Like Arizona, North Carolina law implies that gay sex is inherently unhealthy:
e. Teaches that a mutually faithful monogamous heterosexual relationship in the context of marriage is the best lifelong means of avoiding sexually transmitted diseases, including HIV/AIDS.
Note: Because this policy does not explicitly prohibit discussion of homosexuality, it is not counted among the “No Promo Homo” laws in GLSEN’s map above.
Oklahoma’s law focuses specifically on preventing the transmission of the “AIDS virus” (HIV), claiming that “homosexual activity” is among the causes primarily responsible for contact with it:
D. AIDS prevention education shall specifically teach students that:
1. engaging in homosexual activity, promiscuous sexual activity, intravenous drug use or contact with contaminated blood products is now known to be primarily responsible for contact with the AIDS virus;
2. avoiding the activities specified in paragraph 1 of this subsection is the only method of preventing the spread of the virus;
The distinction between “homosexuality activity” and “promiscuous sexual activity” implies that there is no kind of homosexual activity that is not promiscuous.
In South Carolina, gay people only exist when it comes to explaining sexually transmitted diseases:
(5) The program of instruction provided for in this section may not include a discussion of alternate sexual lifestyles from heterosexual relationships including, but not limited to, homosexual relationships except in the context of instruction concerning sexually transmitted diseases.

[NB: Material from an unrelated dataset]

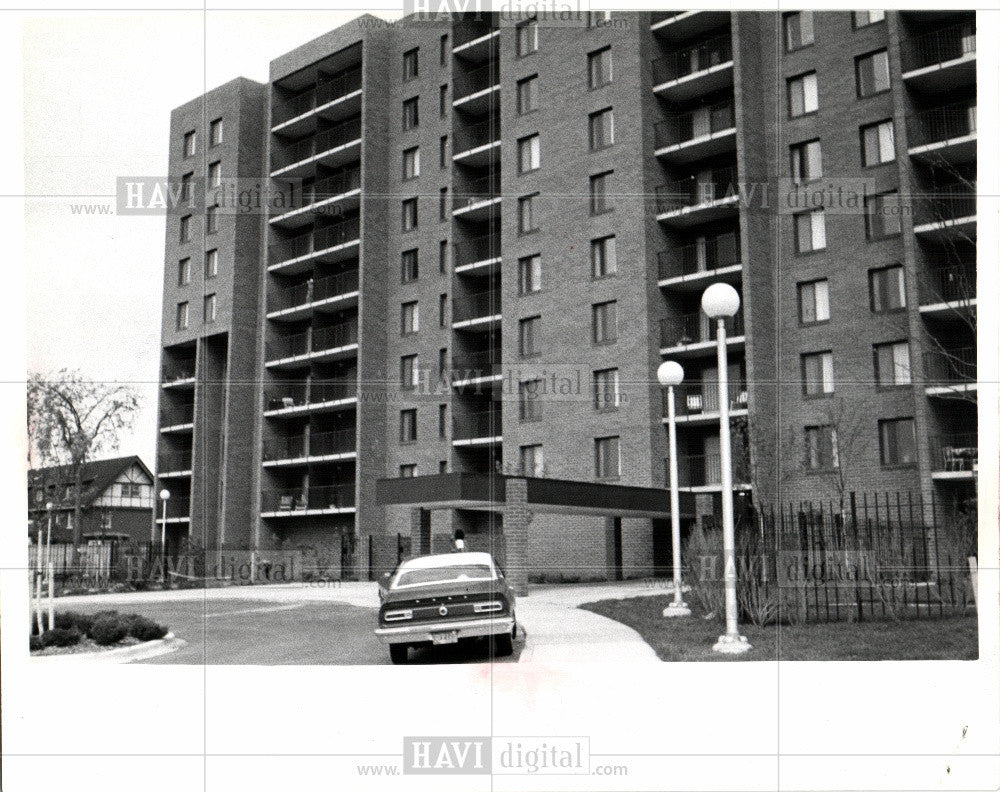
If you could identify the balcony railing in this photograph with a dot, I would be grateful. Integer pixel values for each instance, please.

Even though it was Texas’s sodomy law that the Supreme Court struck down over 10 years ago, that law is still part of the state’s sex education policy:
(b) The materials in the education programs intended for persons younger than 18 years of age must:
(1) emphasize sexual abstinence before marriage and fidelity in marriage as the expected standard in terms of public health and the most effective ways to prevent HIV infection, sexually transmitted diseases, and unwanted pregnancies; and
(2) state that homosexual conduct is not an acceptable lifestyle and is a criminal offense under Section 21.06, Penal Code.
Interestingly, the law also asserts that “sexual activity before marriage is likely to have harmful psychological and physical consequences,” and given that same-sex marriage is banned in Texas, this implies that all gay sex is harmful in such fashion.
Utah law prohibits “the advocacy of homosexuality.” In 2012, the Utah legislature passed a bill that would have banned “instruction in, or the advocacy of” homosexuality and also would have made sex education “opt in” instead of “opt out,” but that bill was vetoed by Gov. Gary Herbert (R).
In recent years, lawmakers in both Missouri and Tennessee have attempted to advance “Don’t Say Gay” laws that would prohibit any discussion of homosexuality in schools whatsoever, but none have passed into law.
As for the laws that are on the books, they seem to largely be outdated both in terms of the constitutionality of state laws and research on HIV transmission. Not only do they blatantly stigmatize the LGBT community, but they clearly censor information that would help gay students make safer decisions in their own sex lives.